The only class certification rulings issued so far in cases brought against hospitals have been unpublished state court decisions. In an instructive ruling involving similar alleged tracking technology, the Northern District of California denied class certification, holding that substantial issues about remaining logged into Facebook and clearing and blocking cookies meant that individualized issues predominated over any common issues. The court also held that the proposed class was not identifiable because class status turned on whether c_user cookies were sent to Facebook, which could not be easily determined.
In addition to individualized issues that may preclude class certification, plaintiffs’ proposed classwide damages theories may be unreliable because they do not reflect the economic realities of website interactions and/or do not fit with plaintiffs’ classwide claims. Lastly, depending on plaintiffs’ particular circumstances, discovery may show that the named plaintiffs are inadequate class representatives because their claims are subject to unique defenses.
Moving for summary judgment or summary adjudication
As noted, we are unaware of any summary judgment or summary adjudication rulings in Hospital Website Pixel Cases yet. From a merits standpoint, hospitals may consider (a) whether patients consented to the use of analytics technology that was deployed, and to what extent; (b) whether the analytics technology was deployed on the online patient portal (as opposed to the public-facing website), as that is often not the case and may be case-dispositive; (c) whether state law prohibits the disclosure of the specific information that was allegedly disclosed; and (d) the precise information allegedly disclosed and to whom, among other considerations.

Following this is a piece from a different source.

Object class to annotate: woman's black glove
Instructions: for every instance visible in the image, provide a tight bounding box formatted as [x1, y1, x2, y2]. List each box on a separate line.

Mitigating the risk of a lawsuit
Often the best litigation strategy is to mitigate the risk of litigation in the first place. While our Privacy and Digital Risk Class Action and Litigation team is experienced in litigating the Hospital Website Pixel Cases, our Digital Assets and Data Management (DADM) colleagues specialize in privacy compliance and have substantial experience advising hospital clients on issues related to tracking technologies on their websites. This typically involves conducting an investigation, evaluating the privacy policy or notices in place, and advising on best compliance practices in light of the law and litigation landscape.